List<Message> messages = sqsClient.receiveMessage(receiveRequest).messages();

// done — delete after processing
for (Message message : messages) {
    process(message);

    DeleteMessageRequest deleteRequest =        
    DeleteMessageRequest.builder()
        .queueUrl(queueUrl)
        .receiptHandle(message.receiptHandle())
        .build();

    sqsClient.deleteMessage(deleteRequest);
}

This is why SQS appears in so many AWS system designs — not because it's the most powerful broker (it isn't), but because zero infrastructure overhead is itself a feature at most scales.

The visibility timeout — SQS's core delivery mechanism#

When a consumer calls ReceiveMessage, SQS doesn't delete the message. It makes it invisible to all other consumers for a configured window — say 30 seconds. This is the visibility timeout.

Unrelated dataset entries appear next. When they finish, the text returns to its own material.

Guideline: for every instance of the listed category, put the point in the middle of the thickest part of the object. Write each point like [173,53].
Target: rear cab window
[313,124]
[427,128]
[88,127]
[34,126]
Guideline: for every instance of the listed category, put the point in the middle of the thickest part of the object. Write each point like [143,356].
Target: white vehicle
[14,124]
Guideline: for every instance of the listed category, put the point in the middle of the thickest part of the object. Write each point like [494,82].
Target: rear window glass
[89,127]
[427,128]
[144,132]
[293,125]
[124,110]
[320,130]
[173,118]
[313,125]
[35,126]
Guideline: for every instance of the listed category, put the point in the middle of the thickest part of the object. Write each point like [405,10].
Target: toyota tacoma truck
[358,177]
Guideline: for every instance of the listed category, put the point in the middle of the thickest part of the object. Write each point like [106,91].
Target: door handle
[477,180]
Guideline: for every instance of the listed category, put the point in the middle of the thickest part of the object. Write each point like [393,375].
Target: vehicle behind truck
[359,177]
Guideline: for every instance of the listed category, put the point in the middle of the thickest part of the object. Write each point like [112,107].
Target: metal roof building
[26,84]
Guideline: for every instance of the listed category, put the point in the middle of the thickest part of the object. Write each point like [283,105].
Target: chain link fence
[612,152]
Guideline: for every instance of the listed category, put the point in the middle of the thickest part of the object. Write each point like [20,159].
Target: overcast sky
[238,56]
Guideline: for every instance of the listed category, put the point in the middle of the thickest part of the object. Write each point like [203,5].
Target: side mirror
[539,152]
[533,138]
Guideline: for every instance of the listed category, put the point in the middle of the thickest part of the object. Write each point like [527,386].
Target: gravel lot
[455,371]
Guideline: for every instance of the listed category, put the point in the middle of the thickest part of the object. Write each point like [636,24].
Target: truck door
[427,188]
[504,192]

Worker A calls ReceiveMessage → gets video_id: v_123 → SQS hides it from everyone else
Worker A transcodes it → calls DeleteMessage → message gone permanently

OR

Worker A crashes mid-transcode, never calls DeleteMessage
→ Visibility timeout expires (30 seconds)
→ video_id: v_123 reappears in the queue
→ Worker B picks it up and starts over

The job doesn't get lost. It reappears and another worker picks it up.

The visibility timeout must be longer than your expected job duration. If transcoding takes 5 minutes but your visibility timeout is 30 seconds, SQS assumes the worker crashed and hands the job to a second worker — while the first is still running. Now two workers are transcoding the same video. Set timeout to at least 2x expected job duration.

What SQS is not#

SQS is a task queue. Each job goes to exactly one worker. Once a worker ACKs the message, it's deleted — permanently gone.

SQS: job picked up → processed → deleted → gone

SQS is not pub/sub. If you need multiple independent services to all react to the same event — billing AND analytics AND fraud all processing the same order — a single SQS queue is the wrong tool. Only one worker would get each message. The other services would never see it. That's a pub/sub problem, not a task queue problem.